China central bank’s former governor Zhou Xiaochuan said last weekend that ongoing trade war would lead to new discussions regarding the consensus that had been made to prevent “competitive devaluations” as it could lead emerging economies to devalue their currencies to gain trade advantage which would cause global financial chaos. Zhou also said expansionary policies were positive but would not be so supportive to importers and exporters that were affected directly by US tariffs. Data released last week had showed China’s exports increased well above expectations and imports contracted less than expected however this is not expected to sustain as it happened due to importers and exporters bringing forward their operations to avoid additional tariff due on September 1.

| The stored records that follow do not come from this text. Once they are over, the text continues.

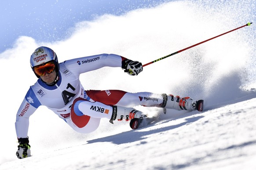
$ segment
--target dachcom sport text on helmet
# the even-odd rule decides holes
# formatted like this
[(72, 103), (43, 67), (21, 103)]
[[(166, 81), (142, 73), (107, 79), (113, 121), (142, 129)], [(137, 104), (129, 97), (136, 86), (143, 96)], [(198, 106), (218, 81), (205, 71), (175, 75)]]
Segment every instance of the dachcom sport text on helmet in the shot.
[[(33, 71), (34, 67), (43, 64), (50, 61), (53, 60), (55, 67), (55, 70), (58, 74), (59, 65), (58, 61), (58, 57), (55, 52), (51, 49), (46, 46), (40, 46), (37, 48), (30, 57), (30, 66)], [(34, 73), (35, 72), (34, 72)], [(37, 78), (40, 77), (36, 74)]]

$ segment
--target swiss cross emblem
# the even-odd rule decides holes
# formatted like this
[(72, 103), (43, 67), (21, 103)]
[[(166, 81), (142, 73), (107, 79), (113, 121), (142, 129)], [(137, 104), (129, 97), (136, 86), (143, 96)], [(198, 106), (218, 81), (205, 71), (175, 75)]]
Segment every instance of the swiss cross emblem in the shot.
[(61, 116), (62, 116), (63, 117), (63, 118), (67, 118), (67, 117), (69, 117), (69, 116), (70, 116), (70, 113), (68, 113), (67, 114), (61, 114), (60, 115), (61, 115)]

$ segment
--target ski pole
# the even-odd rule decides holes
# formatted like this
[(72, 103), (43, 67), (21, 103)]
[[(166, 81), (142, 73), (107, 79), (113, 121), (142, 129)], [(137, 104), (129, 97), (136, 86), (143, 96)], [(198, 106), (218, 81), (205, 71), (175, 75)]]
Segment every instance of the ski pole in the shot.
[(215, 37), (212, 37), (212, 38), (210, 38), (210, 39), (207, 39), (207, 40), (205, 40), (205, 41), (202, 41), (202, 42), (201, 42), (197, 43), (197, 44), (196, 44), (193, 45), (193, 46), (189, 46), (188, 47), (187, 47), (187, 48), (184, 48), (184, 49), (183, 49), (183, 50), (180, 50), (179, 51), (177, 51), (177, 52), (175, 52), (175, 53), (172, 53), (172, 54), (170, 54), (168, 55), (167, 55), (167, 56), (165, 56), (165, 57), (161, 57), (161, 58), (159, 58), (159, 59), (157, 59), (157, 60), (154, 60), (154, 61), (151, 61), (151, 62), (150, 62), (150, 63), (147, 63), (147, 64), (145, 64), (143, 65), (142, 66), (142, 67), (145, 67), (145, 66), (147, 66), (148, 65), (149, 65), (149, 64), (152, 64), (152, 63), (155, 63), (155, 62), (156, 62), (157, 61), (160, 61), (160, 60), (163, 60), (163, 59), (165, 59), (165, 58), (167, 58), (167, 57), (170, 57), (170, 56), (173, 56), (173, 55), (175, 55), (175, 54), (177, 54), (177, 53), (180, 53), (180, 52), (182, 52), (182, 51), (185, 51), (185, 50), (187, 50), (187, 49), (190, 49), (190, 48), (194, 47), (194, 46), (198, 46), (198, 45), (199, 45), (199, 44), (202, 44), (202, 43), (204, 43), (204, 42), (207, 42), (207, 41), (210, 41), (210, 40), (211, 40), (211, 39), (215, 39), (215, 38), (217, 38), (217, 37), (219, 37), (219, 36), (221, 36), (221, 35), (224, 35), (224, 34), (227, 34), (228, 33), (229, 33), (229, 32), (232, 32), (232, 31), (235, 31), (235, 30), (236, 30), (237, 29), (240, 29), (240, 28), (243, 28), (243, 27), (245, 27), (245, 26), (249, 26), (249, 25), (251, 25), (251, 24), (252, 24), (252, 22), (248, 22), (247, 24), (245, 24), (245, 25), (244, 25), (241, 26), (241, 27), (238, 27), (238, 28), (235, 28), (235, 29), (232, 29), (232, 30), (230, 30), (230, 31), (228, 31), (228, 32), (227, 32), (223, 33), (223, 34), (222, 34), (216, 36), (215, 36)]

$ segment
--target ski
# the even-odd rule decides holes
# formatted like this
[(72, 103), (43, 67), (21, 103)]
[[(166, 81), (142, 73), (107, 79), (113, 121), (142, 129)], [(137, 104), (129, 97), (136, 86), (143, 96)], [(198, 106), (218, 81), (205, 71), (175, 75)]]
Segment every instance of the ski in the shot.
[[(197, 102), (196, 108), (199, 112), (202, 112), (204, 100), (199, 100)], [(164, 113), (166, 113), (166, 109), (164, 108)], [(132, 129), (137, 129), (146, 126), (157, 120), (157, 117), (145, 117), (143, 118), (134, 118), (130, 122), (130, 127)]]
[(203, 106), (204, 106), (204, 100), (199, 100), (197, 102), (196, 108), (197, 110), (199, 112), (203, 111)]
[(134, 118), (130, 122), (130, 127), (132, 129), (141, 128), (151, 124), (157, 119), (157, 117)]

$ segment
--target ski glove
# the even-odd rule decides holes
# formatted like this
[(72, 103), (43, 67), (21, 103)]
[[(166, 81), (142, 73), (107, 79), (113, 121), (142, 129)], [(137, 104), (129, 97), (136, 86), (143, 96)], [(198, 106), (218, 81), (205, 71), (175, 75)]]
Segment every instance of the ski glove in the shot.
[(129, 59), (122, 61), (122, 68), (130, 75), (137, 75), (143, 70), (141, 63)]
[(16, 155), (19, 159), (22, 159), (31, 156), (30, 154), (30, 145), (29, 144), (29, 137), (18, 139), (19, 145)]

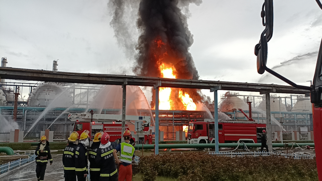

In the meantime, China’s yuan is expected to continue losing its value after China allowed yuan to decrease below 7 against US dollar last week. In a similar devaluation, official record showed $512.7 billion capital outflow in 2015. Chinese government have taken restrictive measures to prevent similar thing to happen again ever since 2015 and many individuals and corporations were punished for illegally transferring their capitals to offshore accounts, however it is stated that those measures might not be as effective as anticipated in order to prevent similar capital outflow if China’s yuan was to lose its value further. Thus, how further China can allow its currency to devalue against US dollar will be determined by how much China counts on its restrictive measures against capital outflow. Bank of America Merrill Lynch forecasts yuan to decrease to 7.3 against US dollar at the end of the year. Today, yuan was down as low as 7.0706.